There was not a dry eye in the house when the 53,271 fans packed into the Principality Stadium rose as one in the 65th minute to salute one of Welsh rugby’s all-time greats when Leigh Halfpenny left the international stage for the final time.
After 801 points for his country, 101 caps and 15 years in red, the player Warren Gatland rated as the best defensive full-back in the world in his prime, kicked his fifth-successive conversion. Wales added two more tries after his departure as they finished with a flourish to end their topsy-turvy year with a 49-26 triumph.

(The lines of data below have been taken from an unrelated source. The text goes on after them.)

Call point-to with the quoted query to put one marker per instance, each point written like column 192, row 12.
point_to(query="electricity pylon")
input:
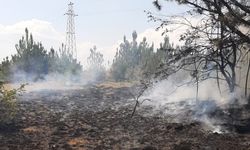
column 70, row 31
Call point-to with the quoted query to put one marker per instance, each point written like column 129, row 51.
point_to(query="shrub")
column 8, row 106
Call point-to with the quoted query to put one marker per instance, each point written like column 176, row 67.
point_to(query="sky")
column 102, row 23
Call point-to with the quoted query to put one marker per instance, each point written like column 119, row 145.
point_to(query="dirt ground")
column 99, row 117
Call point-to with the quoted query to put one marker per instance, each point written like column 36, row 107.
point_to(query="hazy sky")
column 100, row 22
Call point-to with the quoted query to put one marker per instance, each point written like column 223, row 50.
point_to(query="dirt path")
column 99, row 118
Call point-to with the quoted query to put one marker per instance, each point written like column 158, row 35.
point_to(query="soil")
column 99, row 117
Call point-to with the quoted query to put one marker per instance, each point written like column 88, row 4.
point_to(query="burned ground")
column 98, row 117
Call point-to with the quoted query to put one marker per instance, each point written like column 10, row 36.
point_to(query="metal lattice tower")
column 70, row 31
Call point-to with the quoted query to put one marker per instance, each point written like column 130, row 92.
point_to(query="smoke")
column 53, row 81
column 176, row 99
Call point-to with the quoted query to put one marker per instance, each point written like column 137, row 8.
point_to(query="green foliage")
column 135, row 61
column 96, row 68
column 8, row 106
column 32, row 62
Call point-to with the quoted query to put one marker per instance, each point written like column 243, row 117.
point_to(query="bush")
column 8, row 106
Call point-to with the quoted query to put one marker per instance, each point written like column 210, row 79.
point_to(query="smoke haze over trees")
column 32, row 62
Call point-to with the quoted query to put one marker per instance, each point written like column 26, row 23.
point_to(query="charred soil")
column 99, row 117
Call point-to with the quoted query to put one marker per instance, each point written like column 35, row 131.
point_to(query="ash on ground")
column 99, row 117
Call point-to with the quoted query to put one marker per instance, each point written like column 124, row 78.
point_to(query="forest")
column 190, row 96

“We thought about keeping Leigh on for the full 80 minutes and then allowing him to take the applause at the end, but we decided it would be nicer for him if he came off on his own. It was a very special moment,” said Gatland.
It was also poignant that as he turned to leave the field it was the Barbarians captain Alun Wyn Jones who was the first to shake his hand. Two giants of modern-day rugby in Wales and the UK sharing a moment.

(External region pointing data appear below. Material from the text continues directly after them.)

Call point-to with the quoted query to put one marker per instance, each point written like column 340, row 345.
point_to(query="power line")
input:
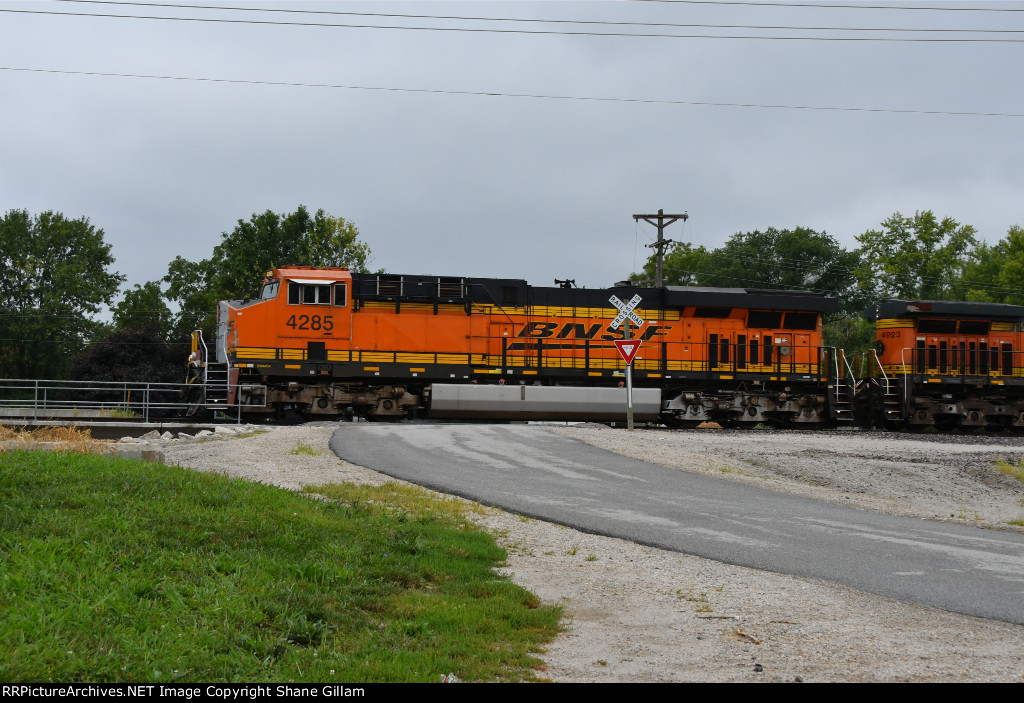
column 224, row 20
column 540, row 96
column 753, row 3
column 600, row 23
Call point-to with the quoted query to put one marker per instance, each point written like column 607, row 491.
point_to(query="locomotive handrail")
column 906, row 386
column 885, row 377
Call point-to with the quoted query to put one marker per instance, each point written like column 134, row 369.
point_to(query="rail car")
column 944, row 363
column 330, row 342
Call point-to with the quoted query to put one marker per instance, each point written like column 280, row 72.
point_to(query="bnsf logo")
column 540, row 331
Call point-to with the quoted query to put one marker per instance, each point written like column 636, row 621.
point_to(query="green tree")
column 996, row 273
column 267, row 240
column 683, row 265
column 920, row 257
column 143, row 308
column 798, row 259
column 54, row 278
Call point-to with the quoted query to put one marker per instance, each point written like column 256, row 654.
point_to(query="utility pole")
column 662, row 222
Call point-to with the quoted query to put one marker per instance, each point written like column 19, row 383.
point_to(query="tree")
column 683, row 265
column 143, row 309
column 54, row 277
column 798, row 259
column 267, row 240
column 920, row 257
column 996, row 272
column 132, row 354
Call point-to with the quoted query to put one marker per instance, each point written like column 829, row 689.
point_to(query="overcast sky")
column 499, row 185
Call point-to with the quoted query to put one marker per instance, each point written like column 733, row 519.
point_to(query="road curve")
column 528, row 470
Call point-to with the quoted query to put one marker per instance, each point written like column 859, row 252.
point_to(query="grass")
column 117, row 570
column 301, row 448
column 76, row 440
column 1015, row 470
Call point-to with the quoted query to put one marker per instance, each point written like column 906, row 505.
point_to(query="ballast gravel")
column 639, row 614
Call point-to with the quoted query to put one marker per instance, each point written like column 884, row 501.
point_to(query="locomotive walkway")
column 532, row 472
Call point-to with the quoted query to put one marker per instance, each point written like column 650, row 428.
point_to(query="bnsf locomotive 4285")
column 328, row 342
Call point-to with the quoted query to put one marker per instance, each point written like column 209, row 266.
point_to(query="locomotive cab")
column 946, row 363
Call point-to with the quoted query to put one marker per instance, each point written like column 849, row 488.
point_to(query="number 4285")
column 315, row 322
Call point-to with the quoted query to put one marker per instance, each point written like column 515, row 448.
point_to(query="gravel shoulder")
column 641, row 614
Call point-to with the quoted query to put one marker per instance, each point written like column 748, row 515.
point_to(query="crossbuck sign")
column 626, row 311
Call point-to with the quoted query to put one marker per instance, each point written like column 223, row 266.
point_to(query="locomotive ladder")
column 843, row 388
column 215, row 386
column 214, row 378
column 892, row 402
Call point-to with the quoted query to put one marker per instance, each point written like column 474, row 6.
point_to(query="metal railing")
column 43, row 398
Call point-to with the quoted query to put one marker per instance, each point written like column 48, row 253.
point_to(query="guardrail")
column 90, row 399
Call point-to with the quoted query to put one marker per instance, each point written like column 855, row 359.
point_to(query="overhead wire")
column 536, row 20
column 492, row 93
column 829, row 5
column 581, row 33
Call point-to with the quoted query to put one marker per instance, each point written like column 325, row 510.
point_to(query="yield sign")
column 628, row 349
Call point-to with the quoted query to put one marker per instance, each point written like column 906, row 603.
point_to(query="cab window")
column 308, row 294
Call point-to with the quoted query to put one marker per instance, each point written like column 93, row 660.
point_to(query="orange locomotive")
column 329, row 342
column 945, row 363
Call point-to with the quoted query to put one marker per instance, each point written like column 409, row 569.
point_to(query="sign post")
column 627, row 348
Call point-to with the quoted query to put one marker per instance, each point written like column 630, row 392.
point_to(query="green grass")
column 113, row 570
column 301, row 448
column 1015, row 470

After that, Halfpenny went up to the man who worked with him from the age of 16 to help turn him into one of the deadliest of goalkickers, Neil Jenkins. Their final embrace was another tear-jerker for the fans.
Jones, the world’s most capped international player with 158 for Wales and a further 12 for the British & Irish Lions, helped himself to a second-half try and scooped the man-of-the-match award on his final appearance at a venue he has graced for the past 18 years.

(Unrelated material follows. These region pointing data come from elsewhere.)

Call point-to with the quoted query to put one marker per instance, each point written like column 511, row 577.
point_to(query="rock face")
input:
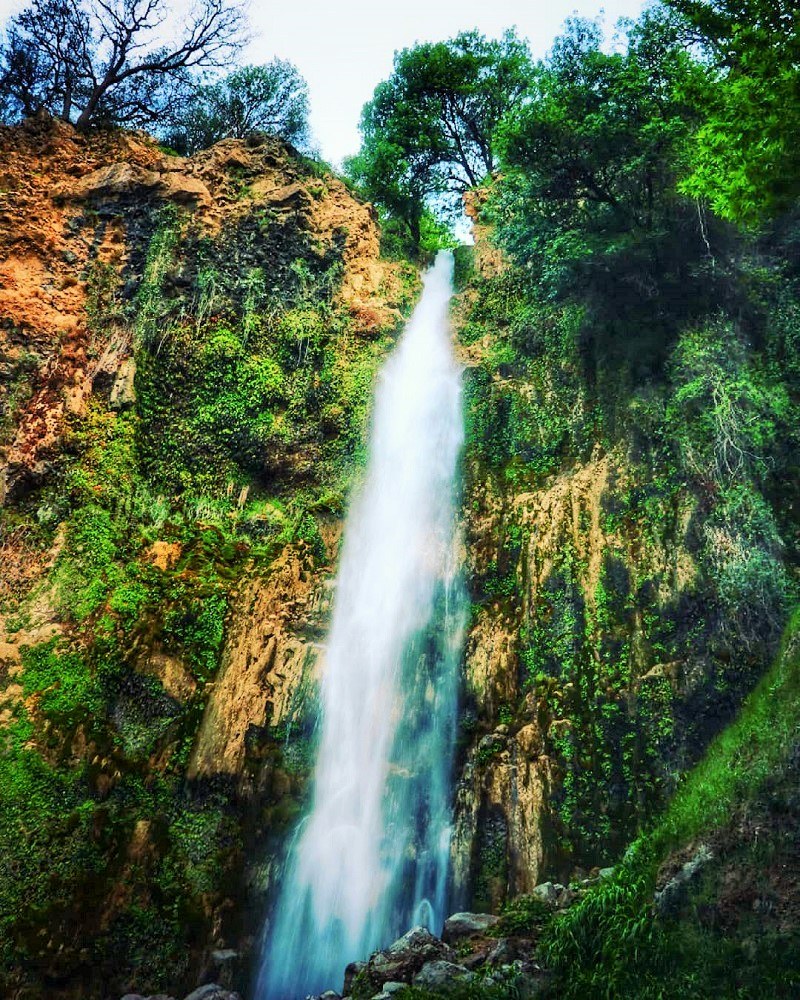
column 471, row 957
column 463, row 926
column 186, row 353
column 598, row 640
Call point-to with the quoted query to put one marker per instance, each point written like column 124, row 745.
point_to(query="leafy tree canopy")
column 92, row 61
column 429, row 130
column 590, row 167
column 746, row 160
column 272, row 98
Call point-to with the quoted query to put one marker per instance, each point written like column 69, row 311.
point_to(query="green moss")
column 609, row 945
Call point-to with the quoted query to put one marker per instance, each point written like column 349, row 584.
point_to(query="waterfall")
column 371, row 859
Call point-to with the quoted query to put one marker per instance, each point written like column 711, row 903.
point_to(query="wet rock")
column 671, row 897
column 155, row 996
column 403, row 960
column 547, row 892
column 138, row 996
column 462, row 926
column 441, row 975
column 503, row 953
column 566, row 897
column 212, row 991
column 350, row 973
column 123, row 393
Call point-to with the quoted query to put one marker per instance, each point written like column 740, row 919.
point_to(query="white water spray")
column 372, row 857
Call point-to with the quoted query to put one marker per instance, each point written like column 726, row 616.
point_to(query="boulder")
column 212, row 991
column 547, row 892
column 123, row 393
column 441, row 975
column 401, row 961
column 673, row 895
column 350, row 973
column 462, row 926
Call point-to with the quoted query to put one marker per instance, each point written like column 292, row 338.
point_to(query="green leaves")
column 745, row 160
column 428, row 133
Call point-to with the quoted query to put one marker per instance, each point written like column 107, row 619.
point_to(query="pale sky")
column 344, row 48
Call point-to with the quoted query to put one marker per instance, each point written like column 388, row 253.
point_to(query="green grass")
column 610, row 945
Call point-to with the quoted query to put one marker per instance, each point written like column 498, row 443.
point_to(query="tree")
column 588, row 198
column 429, row 130
column 746, row 158
column 272, row 98
column 91, row 61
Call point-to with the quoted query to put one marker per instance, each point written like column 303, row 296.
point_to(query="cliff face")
column 186, row 356
column 187, row 350
column 629, row 553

‘It’s time to build a new generation’
“I want to thank the crowd. I have been coming here for 18 years and people have spent their hard-earned cash to come out and support us through good times and bad,” said Jones.
“The man-of-the-match award was a bit of tokenism but I will gratefully take it. For me it was all about being with Leigh Halfpenny and Justin Tipuric, as well as Dan Biggar, who isn’t here today.
“It’s a bit sad, but my kids aren’t going to stop growing and neither is Welsh rugby. It’s time to build a new generation.”
Gatland, who confirmed he will be around for a further four years at the end of last month’s World Cup in France, is already casting his mind forward and liked what he saw from his young side. They scored three tries in the first half, a further four in the second and did not flinch when Jones stretched out an arm to score his try and cut the gap to two points at 21-19 with half-an-hour to play.
“Given the age profile of the team I was pleased. It’s always good to score 49 points in a game, although we left a few tries out there in the first half,” said Gatland.
“I’m pleased with where we are, I’m pleased with this group of players and I’m pleased with the leadership of Jac Morgan. The Six Nations is going to be a big challenge for us, but if we keep working and keep believing then we are capable of winning matches, as we showed at the World Cup.
Halfpenny converted the first half tries from Dewi Lake, Tom Rogers and Sam Costelow to make it 21-5 at the break. Then he added the extras to tries from back row duo Taine Plumtree and Aaron Wainwright.
That made it 28-19 before he left, Fijian scrum-half Simione Kuruvoli having scored twice and Jones once. Nicolas Sanchez converted two of them before Ben Donaldson improved a Tom Hooper try.
Wales finished with a flourish with a brace off tries from replacement scrum half Kieran hardy, both converted by Cai Evans.